木滑良久さんは『編集長よりアートディレクターの方が偉い』と言っていたと聞きました。マガジンハウスの社風が元々はそういう雰囲気だったのも、きっと堀内さんがいたからじゃないかと思います。明日のお金をどうするかよりも大切にしていたアートディレクションがあったんじゃないかと」
堀内さん、時間足りていましたか?
そんな堀内さんの姿勢、作り上げた世界観を空間で再現した本展。「FASHION」では創刊から49号まで、堀内さんが携わった約2年間分の『anan』にフォーカスされた展示が広がる。
「『FASHION』の展示を鑑賞していただくにあたって、ぜひ一つ一つの記事をじっくり見ていただきたいなと思います。
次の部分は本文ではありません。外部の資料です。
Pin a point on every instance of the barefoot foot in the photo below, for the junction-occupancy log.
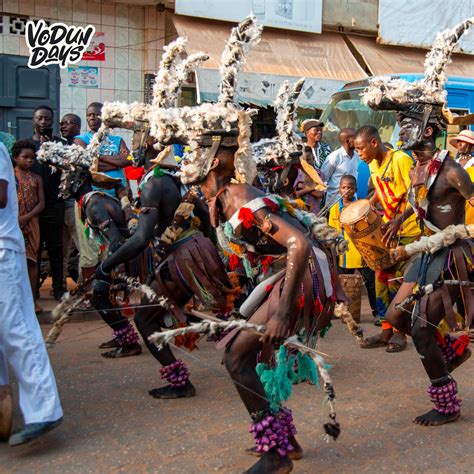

絵としても面白いですが、誌面が連なったときの驚き、50年前の空気を感じてもらえたら十分です。あのおおらかな表現が、なかなか今に受け継いでいけてない。マーケティングじゃ見えてこない独自の面白さ。紙にしかできない表現があるんですよね」
雑誌作り、ひいてはモノづくりの姿勢から、堀内さんについて「掴みどころのない人」と有山さん。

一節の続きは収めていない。